Last Friday, the defense contractor ousted Kubasik, the company's president who was scheduled to take the top job from the retiring Robert Stevens in January, over an improper relationship with an employee. Lockheed said an ethics investigation confirmed that the married executive had a close personal relationship with a subordinate, violating the company's code of ethics and business conduct.
"I regret that my conduct in this matter did not meet the standards to which I have always held myself," said Kubasik in a statement.
Well, clearly that wasn't the case, because if Kubasik held himself, and not his underling, then he would still have his job right now.
That said, Kubasik's womanizing did have one positive outcome in that it opened the door for another woman to break through the executive glass ceiling. The company said Marillyn Hewson, a 29-year Lockheed veteran, will take Kubasik's spot in the corner office just in time to navigate the so-called fiscal cliff. Since 82% of Lockheed's sales last year came from the U.S. government, any fiscal cliff-related defense spending cutbacks will surely hit Lockheed where it hurts.

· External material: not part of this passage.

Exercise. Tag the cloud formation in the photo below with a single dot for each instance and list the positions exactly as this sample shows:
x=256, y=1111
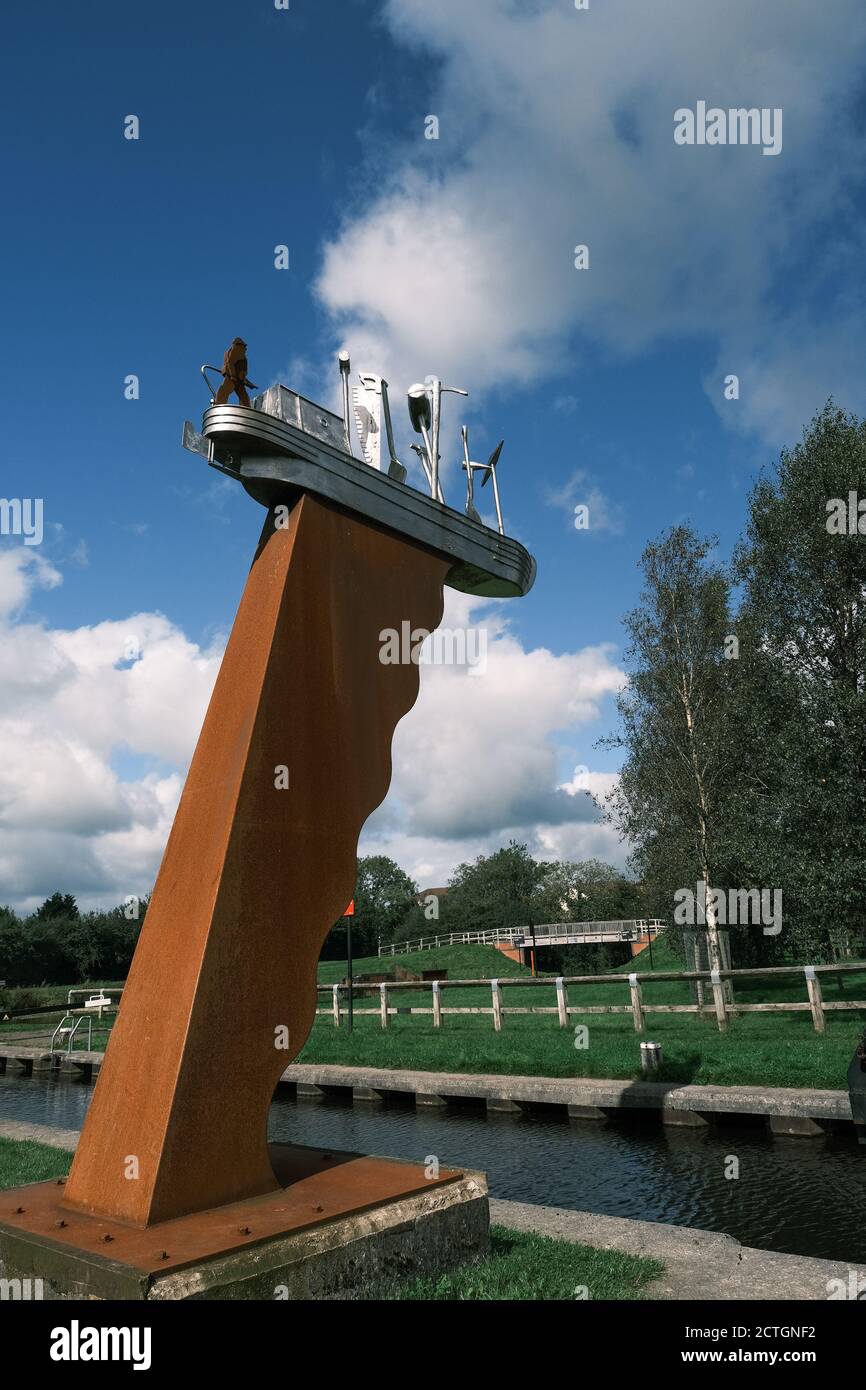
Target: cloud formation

And speaking of getting hit where it hurts, what we want to know is why Kubasik didn't heed the warnings of other CEOs recently booted for improperly mingling with the help. It's not like the dismissals of Brian Dunn from Best Buy (BBY) or Mark Hurd from Hewlett-Packard(HPQ) were kept confidential or anything. These were well-reported terminations and should have been warning shots for any CEO engaged in such fireable offenses, not just ones with firsthand access to F-16 Falcons.
Who knows, maybe the resignation of CIA Director David Petraeus will finally teach these overly randy CEOs a lesson about the dangers of simultaneously holding a mistress and a powerful office. If America's top mole can't keep a secret under wraps, then these morons should simply give up trying.
4. Penney's Apoplexy
Congratulations JC Penney (JCP) CEO Ron Johnson. You win. We here at the Five Dumbest Lab tried as best as we could to keep up with your maniacal pricing maneuvers and ever-shifting sales strategies, but you simply proved too much for us to handle.
Like your stock, which sank to 52-week low of $17 this week, we bow down to you.
So what finally made us submit? Why throw in the towel now after weathering all these weeks and months of Ron's recklessness?
Believe it or not, it wasn't the humbled retailer's rotten third-quarter earnings report last Friday. The Plano, Texas-based company said it lost 56 cents per share, or $123 million, in the quarter, compared with a loss of $143 million, or 67 cents per share last year. Revenue dropped 27% year-over-year to $2.93 billion. Wall Street was looking for a loss of 15 cents a share on revenue of $3.27 billion.